The Anderson County Sheriff’s Office and the Williamston Police Department are advising residents and businesses to be aware of a variety of scams that are circulating in the area involving phone calls or emails. Several people throughout Anderson County have received emails in reference to the “Bureau of Defaulters” According to Williamston Police Captain Kevin Marsee, “There is no such thing.”
There is no Bureau of Defaulters according to Amy Hebert, a Consumer Education Specialist with the FTC.
The email says it is a court notice from the Bureau of Defaulters Agency-FTC with your arrest warrant record attached. It says you’ve ignored their efforts to contact you, so now your Social Security number is on hold by the federal government, you’ll be prosecuted for fraud, and you’ll owe all kinds of money when you’re found guilty. You’ve got just 24 hours to respond.
Hebert says, “It’s not true.There is no Bureau of Defaulters, and the FTC doesn’t send emails like this to people. Read Government Imposter Scams to learn more about spotting imposters.”
If you get an email like this, forward it to email@example.com, then delete it. Don’t click on any attachments or links. Scammers send convincing-looking fake emails with links or attachments they want you to click. When you do, you could download malware onto your computer. If you’re not sure whether an email is real, you can always look up a phone number yourself and contact the court, company, or agency the email claims to be from.
What if you already clicked on the attachment? Follow these steps to get rid of malware. You also can file a complaint with the FTC at ftc.gov/complaint, then visit the FTC’s Identity Theft website. Victims of phishing emails like this could become victims of identity theft, and there are steps you can take to minimize your risk.
The FTC has scam alerts you can sign up for to find out about the latest scams.
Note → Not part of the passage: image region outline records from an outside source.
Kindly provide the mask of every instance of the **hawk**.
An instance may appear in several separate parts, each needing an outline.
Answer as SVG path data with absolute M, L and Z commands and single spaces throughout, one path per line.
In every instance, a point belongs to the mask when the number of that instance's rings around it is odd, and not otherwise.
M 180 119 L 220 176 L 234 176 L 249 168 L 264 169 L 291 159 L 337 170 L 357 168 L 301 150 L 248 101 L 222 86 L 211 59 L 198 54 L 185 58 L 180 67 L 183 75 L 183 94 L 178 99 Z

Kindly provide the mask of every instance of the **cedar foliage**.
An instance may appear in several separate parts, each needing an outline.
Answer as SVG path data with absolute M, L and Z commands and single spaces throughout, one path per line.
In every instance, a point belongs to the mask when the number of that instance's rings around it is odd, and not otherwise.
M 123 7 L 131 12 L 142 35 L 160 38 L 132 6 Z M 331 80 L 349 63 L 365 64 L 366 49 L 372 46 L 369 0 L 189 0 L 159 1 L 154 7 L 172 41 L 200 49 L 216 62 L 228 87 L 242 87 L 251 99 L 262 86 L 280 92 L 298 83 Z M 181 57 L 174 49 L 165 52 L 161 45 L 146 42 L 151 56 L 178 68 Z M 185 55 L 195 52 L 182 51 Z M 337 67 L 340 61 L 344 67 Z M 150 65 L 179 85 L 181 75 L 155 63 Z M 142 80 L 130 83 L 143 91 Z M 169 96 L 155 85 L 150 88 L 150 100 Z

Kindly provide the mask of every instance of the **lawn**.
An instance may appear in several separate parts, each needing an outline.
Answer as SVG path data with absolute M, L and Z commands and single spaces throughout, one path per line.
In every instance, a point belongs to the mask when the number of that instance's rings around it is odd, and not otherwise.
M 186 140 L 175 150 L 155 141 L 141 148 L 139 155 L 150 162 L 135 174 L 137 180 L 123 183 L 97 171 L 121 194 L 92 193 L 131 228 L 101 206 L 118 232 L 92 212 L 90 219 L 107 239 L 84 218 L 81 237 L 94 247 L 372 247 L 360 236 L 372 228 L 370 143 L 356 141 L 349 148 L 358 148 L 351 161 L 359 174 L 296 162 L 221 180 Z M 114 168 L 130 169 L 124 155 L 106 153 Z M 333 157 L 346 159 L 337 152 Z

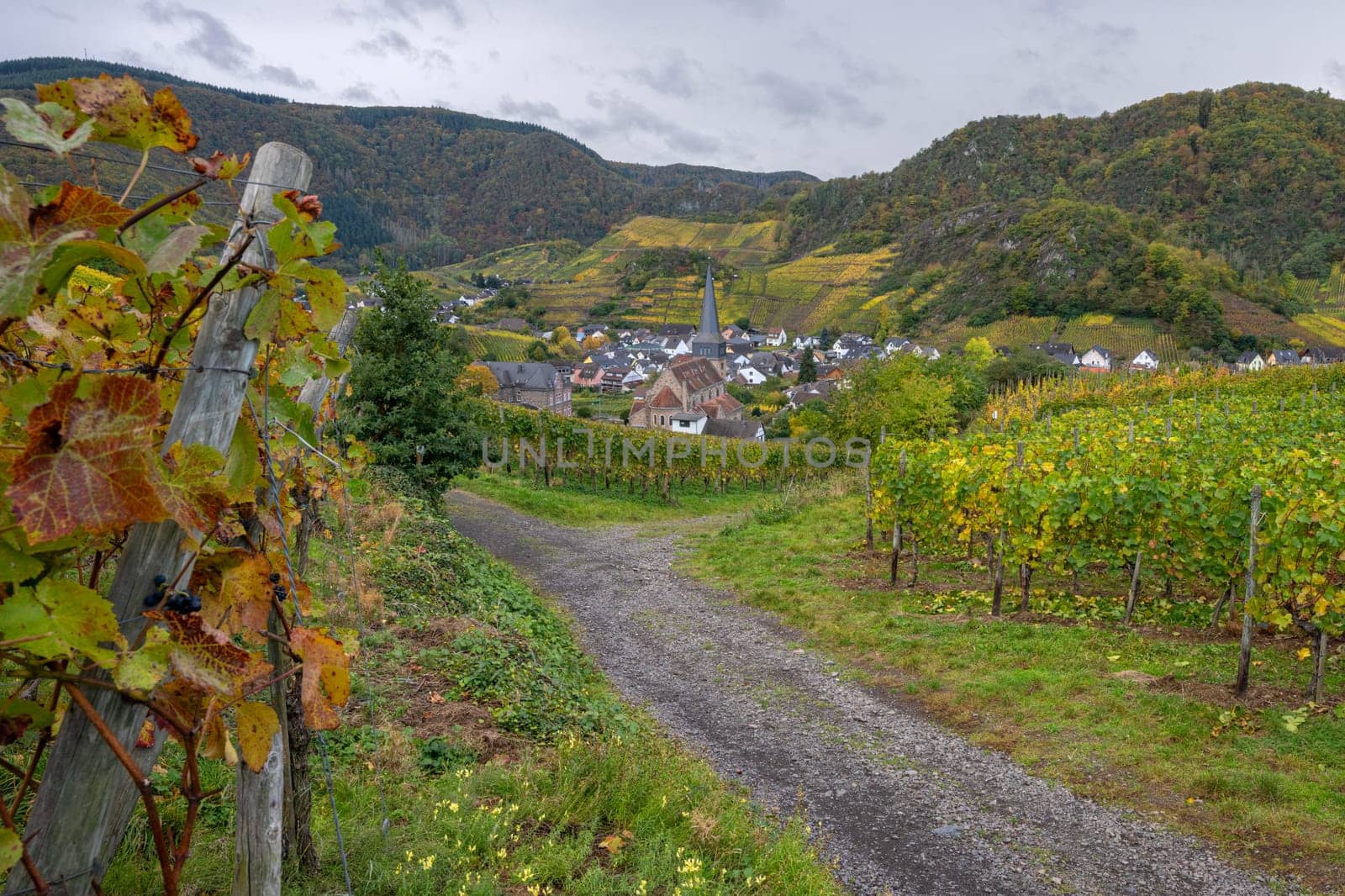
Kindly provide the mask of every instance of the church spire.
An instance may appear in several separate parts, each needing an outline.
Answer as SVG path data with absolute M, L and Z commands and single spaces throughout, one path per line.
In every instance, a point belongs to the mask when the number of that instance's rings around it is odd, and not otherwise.
M 720 309 L 714 304 L 714 273 L 709 265 L 705 266 L 705 297 L 701 300 L 701 328 L 695 332 L 695 342 L 724 342 Z

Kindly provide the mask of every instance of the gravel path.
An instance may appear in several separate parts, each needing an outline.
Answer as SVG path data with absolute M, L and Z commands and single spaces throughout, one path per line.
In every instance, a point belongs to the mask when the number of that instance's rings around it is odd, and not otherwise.
M 1075 796 L 771 619 L 671 570 L 674 537 L 570 529 L 465 492 L 453 523 L 560 600 L 584 648 L 756 800 L 802 805 L 857 893 L 1271 893 L 1194 839 Z M 1274 892 L 1284 892 L 1276 888 Z

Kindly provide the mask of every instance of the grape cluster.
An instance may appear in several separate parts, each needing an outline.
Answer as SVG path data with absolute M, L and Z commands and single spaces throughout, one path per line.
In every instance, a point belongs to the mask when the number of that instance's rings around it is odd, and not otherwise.
M 155 576 L 155 591 L 145 595 L 145 607 L 153 608 L 161 604 L 171 613 L 195 613 L 200 611 L 200 595 L 187 591 L 169 592 L 167 585 L 167 577 Z
M 270 587 L 272 591 L 276 593 L 276 600 L 280 604 L 284 604 L 285 599 L 289 597 L 289 589 L 280 584 L 280 573 L 270 574 Z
Go to consumer.ftc.gov and click on Scam Alerts, which include a category for imposter scams like these.
Businesses warned about Power Scam
The Anderson County Sheriff’s Office warns local business owners to be on the alert for potential scam artists.
During February, the Sheriff’s Office received reports from two businesses who were contacted by individuals claiming to be power company representatives. In both cases, the caller threatened to turn off the business’ power if “past due” payments were not immediately received.
The callers indicated that they would only accept prepaid money cards, such as Reload-it or Green Dot; however, local utility companies have indicated that they will not call a consumer to collect a late payment, but will mail notices before disconnecting service.
The South Carolina Department of Consumer Affairs warns that a phone’s Caller ID can be spoofed. Just because the caller’s phone number looks legitimate, does not mean that it is.
Per Sheriff Skipper, “Scammers are looking for quick, easy cash, and they love the idea of pre-paid cards. If a company contacts you and requires payment to be made using one of these cards, hang up (!) and contact the company directly to inquire about the situation.”
If you believe you have been the victim of a fraud, contact your local law enforcement agency.
You can also contact your local consumer protection officials at www.consumer.sc.gov and/or file a complaint with the National Fraud Information Center at www.fraud.org. Your complaint may help others and will be useful to law enforcement in stopping the scams.